-2

I am trying to print a string with the unicode characters "\u65e5\u672c\u8a9e\u6587\u5b57\u5217"

How can I print the same? Java converts the above string into non-readable format, as if it is using its default character conversion for unicode. How can I avoid it from happening?

I am running it on OS X.

Edit1: Please provide a solution without adding backslash

AkD
  • 427
  • 10
  • 19
  • Do you want to print `\u65e5...` or the corresponding unicode characters? – Ingo Jan 21 '13 at 22:22
  • I just want the string mentioned above to print as it is. Java tends to convert it once assigned directly yo a string. – AkD Jan 21 '13 at 22:27
  • 1
    It doesn't "tend to". That's how you specify Unicode literals inside Java source code. – Isaac Jan 21 '13 at 22:38
  • @AkD If you want to print just the string "as it is", what is the problem? Perhaps that it is *not* what you think it is. – Ingo Jan 21 '13 at 22:46
  • 2
    It is not clear what you mean by "a string with the unicode characters." As you can see, many of us are confused as to whether you mean a string whose first character is `(char) 0x65e5` or a string whose first six characters are `{ '\\', 'u', '6', '5', 'e', '5' }`. You say "Java converts the above string into a non-readable format." What is the non-readable format? What are you seeing? – VGR Jan 22 '13 at 02:21
  • @VGR See the double quotes around the string. Assign this in java string object as String vgr = "\u65e5\u672c\u8a9e\u6587\u5b57\u5217" .Now try to do system.out.print . Let me know if you get the same string if yes , let me know your encoding font.
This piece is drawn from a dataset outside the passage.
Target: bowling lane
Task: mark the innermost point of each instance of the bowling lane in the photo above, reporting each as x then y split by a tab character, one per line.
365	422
Anyways I have tried with utf-8, 16 and cp420 encoding for far without success. I get something like "??? @" etc – AkD Jan 22 '13 at 22:13
  • By "have tried with utf-8, 16, and cp420" are you referring to something in your code? You should not need to specify an encoding anywhere. When I do `System.out.println("\u65e5\u672c\u8a9e\u6587\u5b57\u5217");` I see six CJK characters (on Linux, where my system locale is en_US.utf8). What do you see if you execute `javax.swing.JOptionPane.showMessageDialog(null, "\u65e5\u672c\u8a9e\u6587\u5b57\u5217");`? – VGR Jan 23 '13 at 11:54
  • @VGR Yes I am talking about doing it through code . My eclipse is pointing to a different font on Os X. Let me try changing that to UTF-8. – AkD Jan 23 '13 at 18:44
  • Please show us the line(s) of code where you specify an encoding. – VGR Jan 23 '13 at 22:24
  • Protobuff serializer was encoding by itself in upstream project. Thats the reason I had hard time figuring the issue. Many ppl face this issue. I dont understand why its was voted down , it took me sometime to figure this out since this chars did not make any sense. It was a genuine question. But thanks everyone for helping out. – AkD Sep 25 '13 at 20:37

3 Answers3

3

If you're trying to print exactly that then you need to escape your backslashes:

\\u65e5\\u672c\\u8a9e\\u6587\\u5b57\\u5217

Edit: If this is not ok, or even if it is, check out this answer - escapeJava from Apache commons sounds like it might be what you're looking for. Or maybe one of the escapeHtml methods? I'm not entirely sure if escapeJava will work for unicode.

Community
  • 1
  • 1
Jeff
  • 12,555
  • 5
  • 33
  • 60
  • this answer is wrong. There are no backslashes. The OP has a unicode string and wants to print the encoded version of it. – Dmitry B. Jan 21 '13 at 22:24
  • @DmitryBeransky Does he? That's not how I read the question, and he hasn't responded to Ingo's comment yet - If he says it's not what he wants I'll happily delete the answer. – Jeff Jan 21 '13 at 22:26
  • @Jeff well you have modified the string.Say I have millions of records with such format. Its not feasible to append backslash in front of all the characters. Do we have a way to let java to stop converting unicodes – AkD Jan 21 '13 at 22:31
  • @AkD See my edit - hopefully that will help? Edit: Of course, it's not ideal - it'll add overhead to printing them - but AFAIK there's no built in way of doing what you're asking. – Jeff Jan 21 '13 at 22:40
  • 1
    @AkD - if you have records with this format, than printing them is not a problem. The \uXXXX are only replaced in source code. – Ingo Jan 21 '13 at 22:48
0

escape your backslashes

String s = "\\u65e5\\u672c\\u8a9e\\u6587\\u5b57\\u5217";
fazhool
  • 121
  • 2
0

One could do the following for each character ch in the string:

  int c = ch;
  printf("\\u%04x", c);
Ingo
  • 36,037
  • 5
  • 53
  • 100